Better to add value to it at home, which is what we're doing.
It must be a sweetheart deal with Ohio and it's mainly corn producers, ie someones getting they pockets lined.
Just as I can't see why a hog producer is squealing about corn prices for feed stocks. Most hog producers don't even use corn, at least not at any of the super barns around here.
Corn isn't the best for nutritional value, produces more stinky waste, and is always more expensive than other feed stocks, which are barley based blends, which include crops such as peas, lentils, soy beans, flax tailings, and waste from the human food markets, such as day old bread/ bakery waste, eggs, milk, vegetable and other products with expiry dates, all of which is gathered up by feedstock companies and mixed into cheap pigslop.
Plus, it isn't such a bad thing that commodity prices are going up, perhaps farmersw will make enough money actually growing crops and we can get rid of all those subsidies.
We have replaced one source of energy we won't allow our producers to drill for in our own country with another, that is driving the cost of beef, chicken..heck even cheese higher. This is moronic. Count me out on the ethanol bandwagon.

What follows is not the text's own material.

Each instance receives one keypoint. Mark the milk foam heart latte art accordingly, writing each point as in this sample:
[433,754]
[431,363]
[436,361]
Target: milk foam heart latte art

ADM has signaled its determination to maintain corn -- for which it has billions of dollars in assets geared toward buying, moving, storing, and processing in place -- as the main ethanol feedstock.
How cash and corporate pressure pushed ethanol to the fore.......
http://www.grist.org/news/maindish/2006/12/06/ADM/index.html
In 2006 we imported 3.5 Billion liters (925 Million Gallons) of ethanol from Brazil. They do more than want to; they export more to us than anywhere else.